Akshat leaned back in the co-pilot seat, staring out at the endless white below. His long coat was torn in places, blood from his palm and the Chief's fight staining the ballistic weave. The Flawless Mistake rested heavy on his hip, a reminder of the "Hino Oni" curse. He thought of Vanya and Manya back in Aaryavarta— their soft skin, the rare peace in tangled sheets, Manya's vow of being his first and last. That warmth felt worlds away.
"I don't know," he admitted, voice rough. "I just… felt that my blood would open that door. Like muscle memory from a life I can't fully remember. I've experienced similar tech in the past—flashes of buried ruins, screams in the snow, promises I made long ago. It ties into the Antarctic secrets, the ancient forces stirring. Kurana will answer me. How is this all connected? The old man sent us here for a reason. His niece, his bodyguard Shogun Kurogami lurking in the shadows… it's all part of whatever game he's playing with the continents. NFU's power, DECE's shadows, our own Aaryavarta's divisions. I'm the key, apparently. Fire Demon or not."
Adeline glanced at him, her sharp eyes softening for a flicker amid the golden strands framing her face. Tension crackled between them— the press of her body on the quad bike earlier, the shared violence tonight.
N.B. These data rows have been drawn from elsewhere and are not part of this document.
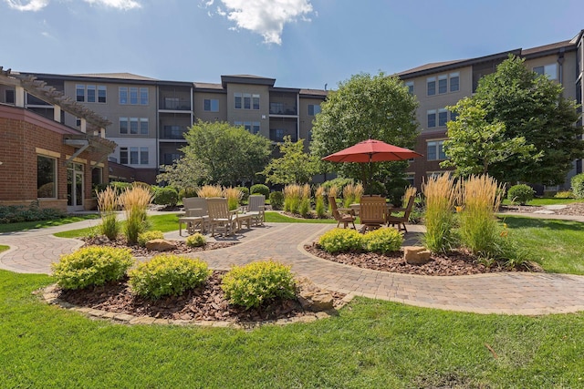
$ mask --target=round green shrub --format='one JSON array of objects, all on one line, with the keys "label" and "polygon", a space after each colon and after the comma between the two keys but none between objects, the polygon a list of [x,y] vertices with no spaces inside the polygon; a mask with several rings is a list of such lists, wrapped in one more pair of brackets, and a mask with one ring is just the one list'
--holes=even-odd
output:
[{"label": "round green shrub", "polygon": [[189,235],[184,241],[189,247],[201,247],[204,246],[207,240],[201,234],[201,232],[197,232],[193,235]]},{"label": "round green shrub", "polygon": [[172,187],[157,188],[154,189],[154,200],[157,205],[174,207],[179,202],[179,192]]},{"label": "round green shrub", "polygon": [[272,299],[295,296],[290,267],[273,261],[234,266],[224,275],[221,288],[232,304],[245,309],[259,307]]},{"label": "round green shrub", "polygon": [[385,254],[397,251],[403,243],[403,235],[395,229],[381,228],[363,235],[363,247],[368,251]]},{"label": "round green shrub", "polygon": [[363,249],[363,235],[355,230],[334,229],[322,234],[318,244],[330,253],[360,251]]},{"label": "round green shrub", "polygon": [[256,185],[252,185],[252,187],[249,189],[249,193],[263,194],[265,197],[268,197],[270,195],[270,189],[264,184],[256,184]]},{"label": "round green shrub", "polygon": [[528,185],[514,185],[507,190],[507,199],[514,204],[525,205],[533,200],[536,191]]},{"label": "round green shrub", "polygon": [[61,256],[51,268],[61,288],[82,289],[120,280],[133,264],[130,249],[90,246]]},{"label": "round green shrub", "polygon": [[572,177],[572,193],[576,199],[584,199],[584,173]]},{"label": "round green shrub", "polygon": [[247,201],[249,199],[249,189],[246,187],[235,187],[236,189],[239,189],[244,195],[241,198],[242,201]]},{"label": "round green shrub", "polygon": [[153,231],[145,231],[138,234],[138,244],[141,247],[146,247],[146,243],[150,241],[153,241],[155,239],[164,239],[164,234],[162,231],[153,230]]},{"label": "round green shrub", "polygon": [[274,191],[270,193],[270,205],[272,206],[272,210],[282,210],[284,207],[284,193],[281,191]]},{"label": "round green shrub", "polygon": [[156,300],[178,296],[202,285],[211,275],[207,264],[198,259],[160,254],[129,271],[128,282],[134,293]]}]

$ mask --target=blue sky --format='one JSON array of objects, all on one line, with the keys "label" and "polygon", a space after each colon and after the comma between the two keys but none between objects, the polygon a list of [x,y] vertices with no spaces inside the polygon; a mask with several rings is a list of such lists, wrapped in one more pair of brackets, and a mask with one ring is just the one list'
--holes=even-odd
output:
[{"label": "blue sky", "polygon": [[581,0],[0,0],[0,66],[335,88],[570,39],[582,15]]}]

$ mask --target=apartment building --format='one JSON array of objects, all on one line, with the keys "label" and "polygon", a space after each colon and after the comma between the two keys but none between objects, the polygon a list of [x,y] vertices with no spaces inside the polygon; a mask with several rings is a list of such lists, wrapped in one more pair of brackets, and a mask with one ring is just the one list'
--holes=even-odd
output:
[{"label": "apartment building", "polygon": [[[440,162],[446,159],[443,144],[446,138],[446,123],[455,118],[446,109],[476,90],[478,80],[494,73],[509,54],[525,58],[525,65],[540,75],[546,75],[564,87],[564,97],[584,100],[584,30],[574,38],[537,47],[505,51],[476,58],[432,63],[398,74],[410,92],[416,95],[420,107],[417,120],[422,133],[415,150],[424,155],[414,159],[408,169],[409,180],[420,188],[424,178],[442,174]],[[581,113],[581,108],[579,109]],[[582,126],[580,117],[578,126]],[[581,173],[582,161],[574,161],[564,188],[569,188],[570,178]],[[548,188],[558,189],[559,188]]]},{"label": "apartment building", "polygon": [[[28,106],[28,107],[27,107]],[[77,118],[75,128],[66,117]],[[110,123],[32,76],[0,67],[0,205],[94,209],[116,144]]]},{"label": "apartment building", "polygon": [[[106,137],[118,146],[110,156],[112,179],[155,183],[161,165],[172,164],[186,145],[193,123],[227,121],[276,145],[284,137],[307,139],[327,91],[275,87],[276,79],[222,76],[220,84],[163,81],[130,73],[35,74],[78,104],[107,118]],[[27,96],[25,105],[47,118],[50,107]],[[65,124],[80,119],[65,115]]]}]

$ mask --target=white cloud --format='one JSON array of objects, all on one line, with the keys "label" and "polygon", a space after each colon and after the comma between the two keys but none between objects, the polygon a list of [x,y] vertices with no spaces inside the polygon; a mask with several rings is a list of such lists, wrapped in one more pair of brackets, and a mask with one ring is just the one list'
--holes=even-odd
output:
[{"label": "white cloud", "polygon": [[91,5],[105,5],[111,8],[118,8],[121,10],[129,10],[133,8],[141,8],[141,5],[134,0],[83,0]]},{"label": "white cloud", "polygon": [[48,5],[48,0],[5,0],[10,8],[16,9],[18,11],[40,11]]},{"label": "white cloud", "polygon": [[[307,17],[312,13],[310,0],[219,0],[224,9],[217,7],[217,14],[226,15],[235,23],[235,28],[244,28],[264,36],[264,42],[282,44],[284,25],[295,22],[298,18],[309,21]],[[205,2],[211,6],[214,0]]]}]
Something unspoken simmered, raw and dangerous like the mission itself.
The helicopter streaked northward, toward warmer skies and the answers waiting in Aaryavarta. But Akshat felt the weight heavier now: the Chief's dying curse, the hard drive's secrets, and the demon nickname that might define him. Whatever Kurana revealed next, it would drag him deeper into Vaelion's fractures—and test whether the peace he craved with Vanya and Manya could survive the fire.